Li, Wei-Hua; Dong, Bin; Wang, Han-Song; Yuan, Jia-Jun; Qian, Han; Zheng, Ling-Ling; Lin, Xu-Lin; Wang, Zhao; Liu, Shi-Jian; Ning, Bo-Tao; Zhao, Lie-Bin.
Afiliação
  • Li WH; Pediatric AI Clinical Application and Research Center, Shanghai Children's Medical Center, Shanghai 200127, China.
  • Dong B; Shanghai Engineering Research Center of Intelligence Pediatrics (SERCIP), Shanghai 200127, China.
  • Wang HS; Child Health Advocacy Institute, China Hospital Development Institute of Shanghai Jiao Tong University, Shanghai 200127, China.
  • Yuan JJ; Pediatric AI Clinical Application and Research Center, Shanghai Children's Medical Center, Shanghai 200127, China.
  • Qian H; Shanghai Engineering Research Center of Intelligence Pediatrics (SERCIP), Shanghai 200127, China.
  • Zheng LL; Pediatric AI Clinical Application and Research Center, Shanghai Children's Medical Center, Shanghai 200127, China.
  • Lin XL; Shanghai Engineering Research Center of Intelligence Pediatrics (SERCIP), Shanghai 200127, China.
  • Wang Z; Child Health Advocacy Institute, China Hospital Development Institute of Shanghai Jiao Tong University, Shanghai 200127, China.
  • Liu SJ; Pediatric AI Clinical Application and Research Center, Shanghai Children's Medical Center, Shanghai 200127, China.
  • Ning BT; Shanghai Engineering Research Center of Intelligence Pediatrics (SERCIP), Shanghai 200127, China.
  • DanTian; Pediatric Intensive Care Unit, Shanghai Children's Medical Center, Shanghai Jiao Tong University School of Medicine, Shanghai 200127, China.
  • Zhao LB; Pediatric Intensive Care Unit, Shanghai Children's Medical Center, Shanghai Jiao Tong University School of Medicine, Shanghai 200127, China.
World J Emerg Med ; 14(2): 106-111, 2023.
Article em En | MEDLINE | ID: mdl-36911055
ABSTRACT

BACKGROUND:

To promote the shared decision-making (SDM) between patients and doctors in pediatric outpatient departments, this study was designed to validate artificial intelligence (AI) -initiated medical tests for children with fever.

METHODS:

We designed an AI model, named Xiaoyi, to suggest necessary tests for a febrile child before visiting a pediatric outpatient clinic.
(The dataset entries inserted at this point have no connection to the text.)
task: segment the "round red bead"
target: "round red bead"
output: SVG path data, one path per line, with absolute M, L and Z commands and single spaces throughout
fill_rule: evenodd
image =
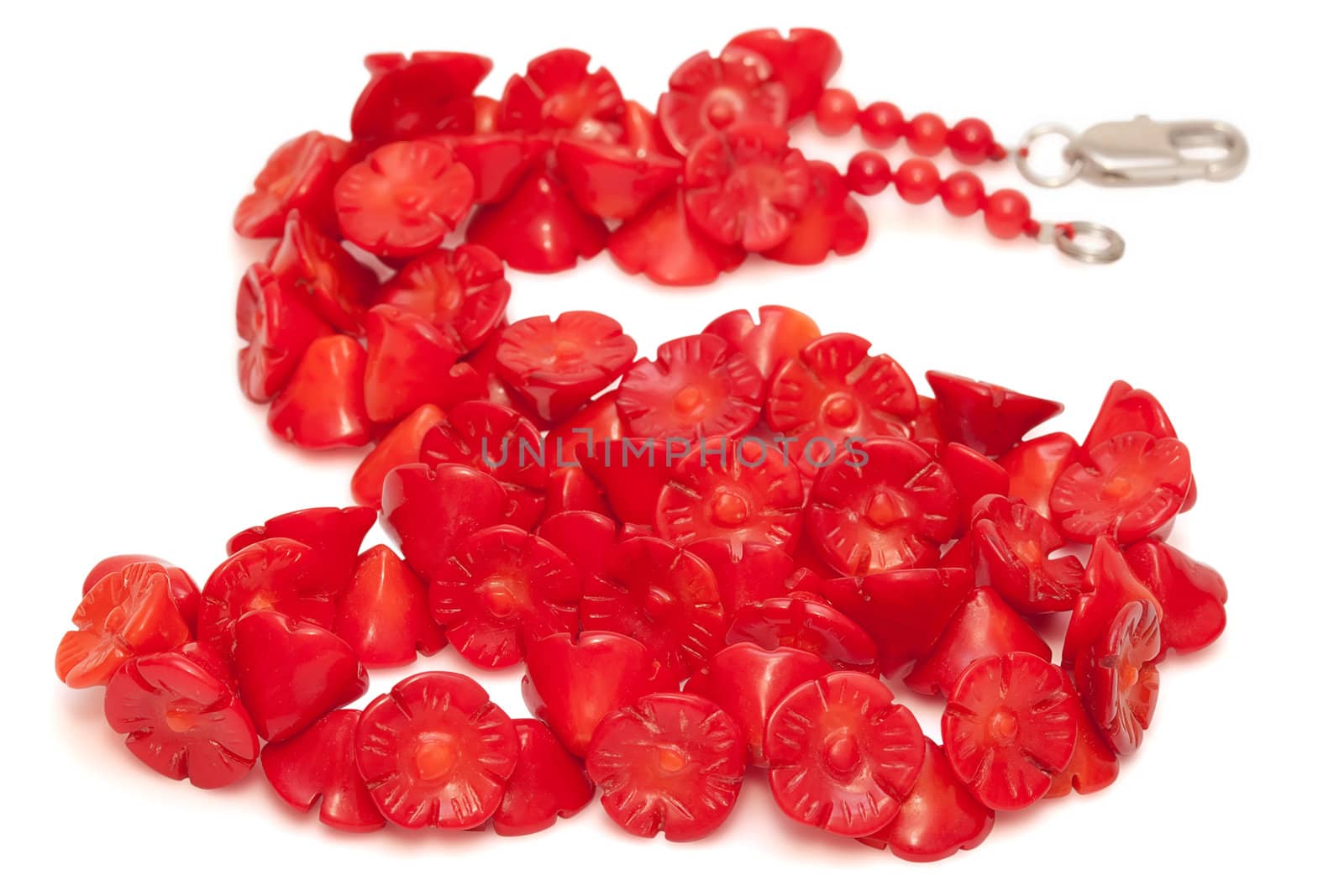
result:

We calculated the sensitivity, specificity, and F1 score to evaluate the efficacy of Xiaoyi's recommendations. The patients were divided into the rejection and acceptance groups. Then we analyzed the rejected examination items in order to obtain the corresponding reasons.

RESULTS:

We recruited a total of 11,867 children with fever who had used Xiaoyi in outpatient clinics. The recommended examinations given by Xiaoyi for 10,636 (89.6%) patients were qualified. The average F1 score reached 0.94. A total of 58.4% of the patients accepted Xiaoyi's suggestions (acceptance group), and 41.6% refused (rejection group). Imaging examinations were rejected by most patients (46.7%). The tests being time-consuming were rejected by 2,133 patients (43.2%), including rejecting pathogen studies in 1,347 patients (68.5%) and image studies in 732 patients (31.8%). The difficulty of sampling was the main reason for rejecting routine tests (41.9%).

CONCLUSION:

Our model has high accuracy and acceptability in recommending medical tests to febrile pediatric patients, and is worth promoting in facilitating SDM.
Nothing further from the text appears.